Professor Charles ffrench-Constant told The Observer this weekend why this is such an important breakthrough: “A patient’s neurones can tell us a great deal about the psychological conditions that affect them, but you cannot stick a needle in someone’s brain and take out its cells. However, we have found a way round that. We can take a skin sample, make stem cells from it and then direct these stem cells to grow into brain cells.”
Making brain cells from skin cells
One area where this breakthrough will be important is in mental health. Professor Andrew McIntosh says, “We are making different types of brain cells out of skin samples from people with schizophrenia and bipolar depression. Once we have assembled these, we look at standard psychological medicines, such as lithium, to see how they affect these cells in the laboratory. After that, we can start to screen new medicines. Our lines of brain cells would become testing platforms for new drugs. We should be able to start that work in a couple of years.”
Previously, brain cells were mainly procured by autopsy after the patient’s death. McIntosh points out the problems with this method, saying that the brain tissue is often affected, “by whatever killed them and by the impact of the medication they had been taking for their condition, possibly for several decades.”

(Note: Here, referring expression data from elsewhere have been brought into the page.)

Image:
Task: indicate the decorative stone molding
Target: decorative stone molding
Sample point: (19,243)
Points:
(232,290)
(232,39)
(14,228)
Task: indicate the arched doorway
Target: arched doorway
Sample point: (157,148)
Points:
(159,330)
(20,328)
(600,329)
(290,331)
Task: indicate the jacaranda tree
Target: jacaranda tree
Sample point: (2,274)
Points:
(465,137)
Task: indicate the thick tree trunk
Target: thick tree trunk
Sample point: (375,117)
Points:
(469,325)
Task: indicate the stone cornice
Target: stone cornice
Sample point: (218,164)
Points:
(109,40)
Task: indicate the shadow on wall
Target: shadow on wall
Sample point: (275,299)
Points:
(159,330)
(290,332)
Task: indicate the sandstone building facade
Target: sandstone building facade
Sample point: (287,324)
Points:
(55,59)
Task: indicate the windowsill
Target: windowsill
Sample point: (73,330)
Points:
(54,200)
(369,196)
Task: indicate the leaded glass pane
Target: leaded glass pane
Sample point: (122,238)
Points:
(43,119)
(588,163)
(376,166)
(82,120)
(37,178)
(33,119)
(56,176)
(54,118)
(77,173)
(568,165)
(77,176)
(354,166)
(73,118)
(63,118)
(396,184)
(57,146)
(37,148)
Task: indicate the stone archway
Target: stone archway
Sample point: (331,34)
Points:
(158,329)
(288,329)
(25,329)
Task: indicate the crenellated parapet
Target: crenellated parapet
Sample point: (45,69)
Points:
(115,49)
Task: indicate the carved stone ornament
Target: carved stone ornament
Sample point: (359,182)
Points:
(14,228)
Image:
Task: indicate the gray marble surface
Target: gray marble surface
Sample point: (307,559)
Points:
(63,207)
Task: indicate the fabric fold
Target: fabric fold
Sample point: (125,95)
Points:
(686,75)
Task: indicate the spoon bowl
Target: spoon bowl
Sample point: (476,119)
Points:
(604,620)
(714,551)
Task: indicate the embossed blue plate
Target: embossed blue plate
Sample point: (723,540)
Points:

Few could argue research that will help us better understand such debilitating mental illnesses as schizophrenia and bipolar disorder could be a bad thing. One of the major ethical concerns in cloning was that scientists were taking stem cells from embryos and destroying them in the process. By using the skin to make stem cells this no longer becomes an issue.
Bypassing Stem cells
In fact, the BBC reported that researchers in California had managed to convert skin cells directly into brain cells from a mouse. Though it will be a while until this process can happen with humans, it would mean cloning could bypass the ethical dilemma of using stem cells altogether.